Jonah was thrilled to share his room, his toys, his stuffed dinosaur and even a few pairs of socks. Lily happily took him up and down the treehouse countless times, put on his shoes, read him story after story after story, and was so proud to be the first one to successfully put him down for his nap. Kate was his constant playmate, holding his hand on family walks (at his request), playing trucks in the dirt, and blowing hundreds of bubbles.

It was beautiful.

I can't really explain how it felt to see my kids in this way. They were so sweet, so caring, so loving, so forgiving, so accepting, so helpful, in ways I had never seen them before.

Overall, it was a great week. We definitely had some bumps and bruises along the way, as it is never a seamless transition. One thing that surprised me was how quickly Jake and I forgot what it was like living with a three year old! And a three year old that was constantly learning the rules and how we do things in our home. Boy was it exhausting!

We had lots of fun going swimming, blowing lots of bubbles (I think we went through 4 bottles!), going to playgrounds, the library, the splash pad, the bakery, playing with planes and trucks and cars and eating lots of PB&J sandwiches.

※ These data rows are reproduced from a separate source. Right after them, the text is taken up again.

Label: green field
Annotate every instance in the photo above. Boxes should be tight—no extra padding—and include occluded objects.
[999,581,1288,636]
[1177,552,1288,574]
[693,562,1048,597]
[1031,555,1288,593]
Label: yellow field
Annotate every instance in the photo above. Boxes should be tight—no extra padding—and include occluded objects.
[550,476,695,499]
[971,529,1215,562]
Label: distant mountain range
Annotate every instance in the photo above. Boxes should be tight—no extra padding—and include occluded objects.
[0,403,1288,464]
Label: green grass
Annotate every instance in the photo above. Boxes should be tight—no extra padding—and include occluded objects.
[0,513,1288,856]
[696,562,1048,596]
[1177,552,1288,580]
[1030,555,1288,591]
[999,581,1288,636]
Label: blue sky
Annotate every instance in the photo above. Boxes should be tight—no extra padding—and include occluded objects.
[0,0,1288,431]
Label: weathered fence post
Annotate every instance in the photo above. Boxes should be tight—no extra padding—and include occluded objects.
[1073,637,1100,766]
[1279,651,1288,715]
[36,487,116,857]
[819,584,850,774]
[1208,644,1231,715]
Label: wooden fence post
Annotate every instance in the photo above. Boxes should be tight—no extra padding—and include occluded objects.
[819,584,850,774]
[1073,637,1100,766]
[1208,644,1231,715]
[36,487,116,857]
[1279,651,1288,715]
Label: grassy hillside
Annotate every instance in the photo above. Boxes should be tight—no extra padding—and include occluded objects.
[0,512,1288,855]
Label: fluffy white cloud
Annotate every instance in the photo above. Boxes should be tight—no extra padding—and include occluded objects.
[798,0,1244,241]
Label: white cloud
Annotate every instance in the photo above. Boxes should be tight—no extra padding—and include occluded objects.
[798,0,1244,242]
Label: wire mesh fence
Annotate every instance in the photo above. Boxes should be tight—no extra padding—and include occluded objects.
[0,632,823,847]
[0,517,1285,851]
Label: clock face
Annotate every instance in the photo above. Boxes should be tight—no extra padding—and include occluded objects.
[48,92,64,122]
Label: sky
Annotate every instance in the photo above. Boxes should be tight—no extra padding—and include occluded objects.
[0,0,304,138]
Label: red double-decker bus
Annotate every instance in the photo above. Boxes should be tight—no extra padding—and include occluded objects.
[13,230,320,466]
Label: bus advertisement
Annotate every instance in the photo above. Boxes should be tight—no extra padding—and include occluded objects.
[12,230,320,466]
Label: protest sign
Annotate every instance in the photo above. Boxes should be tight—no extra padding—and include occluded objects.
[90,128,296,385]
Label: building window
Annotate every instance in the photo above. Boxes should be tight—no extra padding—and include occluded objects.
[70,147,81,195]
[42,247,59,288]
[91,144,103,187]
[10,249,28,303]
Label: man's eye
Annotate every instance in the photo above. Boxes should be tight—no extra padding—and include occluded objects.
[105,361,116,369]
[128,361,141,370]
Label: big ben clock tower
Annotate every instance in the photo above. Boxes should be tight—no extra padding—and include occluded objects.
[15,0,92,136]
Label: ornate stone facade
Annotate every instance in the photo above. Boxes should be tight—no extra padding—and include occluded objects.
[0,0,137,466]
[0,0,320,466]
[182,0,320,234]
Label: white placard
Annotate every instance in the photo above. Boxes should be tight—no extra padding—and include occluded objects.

By the time Sunday came, we were all checking the clock to see how much time we had left with him and would then run to go play with him some more. When it was time for him to go, we had 4 very sad children. Two were crying and giving hugs, not wanting to let go. One was crying, "don't want to leave! Don't want to go! Want to stay here!"

It was very hard to say goodbye.

It was a good experience and I am glad we had it. We learned a lot about how it feels and what it's like having a child from DCF come into our home. Honestly, it's hard for me to put into words.

But it was hard. It was hard knowing he wouldn't get to stay.

Even though it was painful to say goodbye, we are all changed by this experience, changed by him, changed by opening our home and our hearts to this boy. We are hopeful that one of these days, we will get a child or two or three, and not have to say goodbye.